Hearing her name, Mary realized she hadn’t been paying attention to the conversation at the table and tuned in.
“She encouraged me to sign up for an open mic night. I ended up getting a regular gig, and one night an executive from Red Label Music heard me. The rest is history.”
“One way or another, you would have been discovered,” Mary said.
James shook his head. “Without you, I never would have gotten my big break. I wouldn’t have ever stepped foot into the Skunk. That place should have been condemned. What a dump.”
Mary’s memory of the bar didn’t match James’s at all. The old wooden tables had scars that added character. Generations before them had worn out the sticky old oak floor while standing around enjoying each other’s company, and the bartender who’d made the drinks in those flimsy plastic cups was always quick with a smile.
“Do you remember Flannel Shirt Guy, who always sat at the bar next to the pole?” James asked.
“You asked him out, and he showed you a picture of his wife,” Mary said.
“Pretty sure it was the photograph that came with the wallet.” James laughed. “I wonder if he’s come out yet.”
Mary and James reminisced, laughing so hard that tears streamed down their faces. At two, the bar closed, and they reluctantly ended their night. As Mary climbed into the back seat of Rick’s car for the ride back to Hudson, her feet ached, her voice was hoarse, and her ears rang, yet she felt more alive than she had in years.
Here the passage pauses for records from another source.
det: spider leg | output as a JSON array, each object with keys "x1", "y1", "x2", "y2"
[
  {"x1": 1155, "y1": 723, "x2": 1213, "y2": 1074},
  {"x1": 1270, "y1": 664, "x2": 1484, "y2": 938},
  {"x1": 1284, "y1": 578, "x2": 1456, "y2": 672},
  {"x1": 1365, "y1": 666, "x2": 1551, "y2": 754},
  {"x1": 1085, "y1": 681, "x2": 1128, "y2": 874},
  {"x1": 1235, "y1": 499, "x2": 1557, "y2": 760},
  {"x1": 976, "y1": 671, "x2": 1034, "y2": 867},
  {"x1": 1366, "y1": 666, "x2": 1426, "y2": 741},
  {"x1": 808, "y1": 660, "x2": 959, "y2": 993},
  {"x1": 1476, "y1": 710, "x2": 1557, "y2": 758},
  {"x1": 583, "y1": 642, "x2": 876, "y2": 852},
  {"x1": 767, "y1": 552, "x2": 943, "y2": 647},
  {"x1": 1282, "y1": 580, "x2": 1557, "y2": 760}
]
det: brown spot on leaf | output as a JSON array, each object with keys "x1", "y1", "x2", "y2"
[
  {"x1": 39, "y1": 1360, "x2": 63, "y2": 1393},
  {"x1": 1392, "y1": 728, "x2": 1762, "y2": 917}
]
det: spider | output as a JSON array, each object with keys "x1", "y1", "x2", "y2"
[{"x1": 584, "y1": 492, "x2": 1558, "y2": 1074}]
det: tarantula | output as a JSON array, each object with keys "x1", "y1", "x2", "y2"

At home, she had trouble fitting her key in the lock. The door swung open. Dean stood on the other side, circles under his eyes and a wrinkle in his brow. “It wasn’t locked.”
“Whoops.” Mary giggled, still on a high from her night with James.
Dean bit down on his lower lip. “It’s three in the morning. I was sure you’d been in an accident. You didn’t answer my texts or calls.” He pulled her into his arms.
Even this time of night, he smelled like a combination of cut grass and suntan lotion, as if he had just walked off a golf course. Mary rested her head against his chest, breathing in his scent. It warmed her like a fleece blanket on a chilly night. She felt awful for worrying him, but she felt even worse because she hadn’t thought about him once all night long.